In Your Eyes is the second solo studio album by James "D-Train" Williams, known also as part of the American urban/post-disco group D-Train. The record was released in 1988 by Columbia Records in the US and via CBS Records in the United Kingdom. The album's biggest hit single, "In Your Eyes" was a number 11 R&B hit in Billboard. The album itself reached number 46 on Billboard's R&B albums chart.
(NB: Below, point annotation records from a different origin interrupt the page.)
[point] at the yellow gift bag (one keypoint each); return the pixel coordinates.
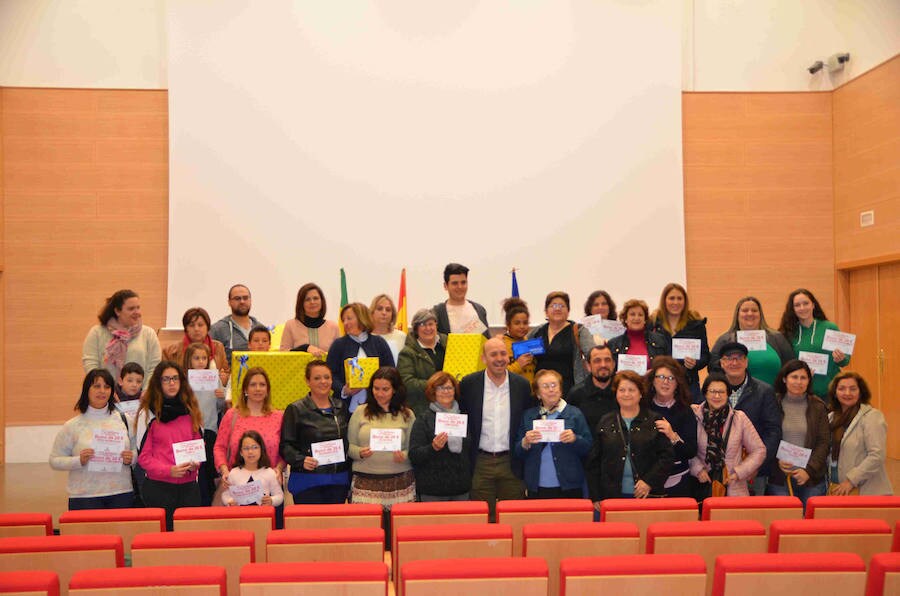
(358, 372)
(463, 355)
(286, 370)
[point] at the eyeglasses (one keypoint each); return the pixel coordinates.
(733, 358)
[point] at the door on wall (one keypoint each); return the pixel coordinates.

In Your Eyes was remastered and expanded by "Funky Town Grooves" in 2011 including 4 bonus tracks.

Professional ratings
Review scores
| Source | Rating |
| Allmusic | link |

==Track listing==

| # | Title | Writer(s) | Length |
|---|---|---|---|
| 1. | In Your Eyes | Hubert Eaves IV/Hubert Eaves III/James "D-Train" Williams | 6:02 |
| 2. | Order in the House | Hubert Eaves III/James "D-Train" Williams | 4:59 |
| 3. | With All My Heart | Hubert Eaves III/James "D-Train" Williams | 5:33 |
| 4. | If You Know What I Know | Johnny Hodges/Paul Johnson | 4:38 |
| 5. | Shadow of Another Love | James "D-Train" Williams | 4:17 |
| 6. | Runner | Hubert Eaves III/Miles Jaye | 5:10 |
| 7. | Curious | Hubert Eaves III/ Hubert Eaves III/Dana Eaves | 4:40 |
| 8. | Child of Love | Hubert Eaves III/James "D-Train" Williams | 4:25 |
| 9. | Diamond in the Night | Hubert Eaves III/James "D-Train" Williams | 4:18 |
| 10. | My Friend | Hubert Eaves III/James "D-Train" Williams | 3:18 |
| 11. | Smile | Hubert Eaves III/James "D-Train" Williams | 4:41 |
| 12.* | Runner [7-inch version] | Hubert Eaves III/Miles Jaye | 4:11 + |
| 13.* | Runner [dub mix] | Hubert Eaves III/Miles Jaye | 5:34 + |
| 14.* | In Your Eyes [7-inch version] | Hubert Eaves IV/Hubert Eaves III/James "D-Train" Williams | 3:09 + |
| 15.* | In Your Eyes [dub mix] | Hubert Eaves IV/Hubert Eaves III/James "D-Train" Williams | 5:48 + |

(*) Bonus tracks on the remastered version.